# Fast and Nimble



## smackdaddy53 (Jun 24, 2014)

I have never seen this until now...wow!

[youtube]lPBmHuMQdRM[/youtube]


----------



## SPACECOWBOY (Jun 25, 2014)

Yeah those sprint boats are bad [email protected]#


----------



## huntinfool (Jun 25, 2014)

Dang.


----------



## bobberboy (Jun 25, 2014)

And here's one that stands in sharp contrast...https://www.youtube.com/watch?v=e3Ynbhi3uJk


----------



## fender66 (Jun 25, 2014)

In the 400 cubic inch category we're talking upwards of 700-800 HP. Steel heads allowed and race fuel required

:shock: :shock: :shock: :shock: :shock: :shock: :shock: :shock: :shock: :shock: :shock: :shock: :shock: :shock: :shock: :shock: :shock: :shock: !


----------



## BigTerp (Jun 25, 2014)

Those guys are INSANE!! I get scared running 27mph through the riffles with my outboard jet. No chance I'd run one of those.


----------



## smackdaddy53 (Jun 25, 2014)

Blew my mind how agile they are making those turns. It looks like they are in fast forward.


----------



## bnt5 (Jun 25, 2014)

I would get lost trying to figure out the turns coming at 70 mph! Wonder how they keep water in those ditches... :LOL2:


----------



## JL8Jeff (Jun 25, 2014)

I've seen it on tv before and it's unreal. You should see when they don't make a turn!


----------



## fender66 (Jun 26, 2014)

[url=https://www.tinboats.net/forum/viewtopic.php?p=357089#p357089 said:


> bnt5 » Yesterday, 20:20[/url]"]I would get lost trying to figure out the turns coming at 70 mph! Wonder how they keep water in those ditches... :LOL2:



I've read that they are only 4' in the deepest parts too.


----------



## Ranchero50 (Jun 27, 2014)

That's the power of a well designed inboard jet. The hulls are literally sucked onto the surface of the water.


----------



## smackdaddy53 (Jun 27, 2014)

Ranchero50 said:


> That's the power of a well designed inboard jet. The hulls are literally sucked onto the surface of the water.
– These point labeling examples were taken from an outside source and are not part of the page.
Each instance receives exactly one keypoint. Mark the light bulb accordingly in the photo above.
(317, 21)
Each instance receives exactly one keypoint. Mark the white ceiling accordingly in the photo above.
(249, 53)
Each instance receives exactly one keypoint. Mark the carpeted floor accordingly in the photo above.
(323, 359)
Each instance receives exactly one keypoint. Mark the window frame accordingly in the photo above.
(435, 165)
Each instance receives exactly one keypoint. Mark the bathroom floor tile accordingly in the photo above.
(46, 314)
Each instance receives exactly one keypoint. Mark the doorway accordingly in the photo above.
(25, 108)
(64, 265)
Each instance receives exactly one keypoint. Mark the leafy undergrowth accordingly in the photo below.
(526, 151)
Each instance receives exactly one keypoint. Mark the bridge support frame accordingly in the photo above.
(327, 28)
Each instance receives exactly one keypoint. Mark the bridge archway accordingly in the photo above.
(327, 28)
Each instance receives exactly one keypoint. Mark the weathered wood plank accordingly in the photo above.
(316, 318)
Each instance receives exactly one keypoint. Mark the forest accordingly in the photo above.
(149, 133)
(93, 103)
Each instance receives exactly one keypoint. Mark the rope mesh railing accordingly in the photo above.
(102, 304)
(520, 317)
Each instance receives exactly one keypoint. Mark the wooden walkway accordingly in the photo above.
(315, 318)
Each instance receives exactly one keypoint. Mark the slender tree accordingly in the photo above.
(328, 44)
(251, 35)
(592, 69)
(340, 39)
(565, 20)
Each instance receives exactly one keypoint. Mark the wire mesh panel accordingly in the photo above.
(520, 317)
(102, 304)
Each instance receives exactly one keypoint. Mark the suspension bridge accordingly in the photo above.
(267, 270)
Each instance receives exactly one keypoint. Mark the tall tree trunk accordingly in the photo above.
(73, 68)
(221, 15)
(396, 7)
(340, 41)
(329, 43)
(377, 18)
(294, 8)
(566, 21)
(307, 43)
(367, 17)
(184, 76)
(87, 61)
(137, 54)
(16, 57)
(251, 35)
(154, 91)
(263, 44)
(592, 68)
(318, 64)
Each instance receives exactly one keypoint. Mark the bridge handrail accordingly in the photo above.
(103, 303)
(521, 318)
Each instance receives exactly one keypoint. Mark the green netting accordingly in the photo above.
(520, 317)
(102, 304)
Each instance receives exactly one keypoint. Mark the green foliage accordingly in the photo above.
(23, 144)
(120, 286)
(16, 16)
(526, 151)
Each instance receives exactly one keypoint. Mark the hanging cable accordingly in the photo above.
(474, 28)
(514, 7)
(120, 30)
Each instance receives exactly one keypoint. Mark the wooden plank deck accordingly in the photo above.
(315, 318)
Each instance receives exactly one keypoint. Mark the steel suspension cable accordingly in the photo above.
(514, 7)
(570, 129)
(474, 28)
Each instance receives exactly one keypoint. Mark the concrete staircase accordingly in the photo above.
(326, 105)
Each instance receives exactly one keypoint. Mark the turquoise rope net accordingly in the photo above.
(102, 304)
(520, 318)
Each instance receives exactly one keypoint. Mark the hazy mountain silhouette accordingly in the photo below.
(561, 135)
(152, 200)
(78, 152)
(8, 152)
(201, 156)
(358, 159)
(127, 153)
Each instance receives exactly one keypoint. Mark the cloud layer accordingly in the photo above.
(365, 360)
Damn, that makes sense because I think if they were prop motors those suckers would slide hard on every turn.


----------



## WiskeyJaR (Jul 16, 2014)

There is a local farmer down the road from my place about 2-3 miles. He just put is a huge "track" in one of his fields for jet boat racing. Says he will make more money renting out his track then actually farming the same field. He has 3-4 races a summer.
Yes the channels are only 4-5 ft deep at the most, designed that way so when the boats flip, and they do flip, it is easier for rescue crews to get in water.
The boats are like track race cars, good for short runs around a track, but unsuitable for regular use on river/lake for the day.
Fun rides for sure, will need to change shorts after each run.....lol


----------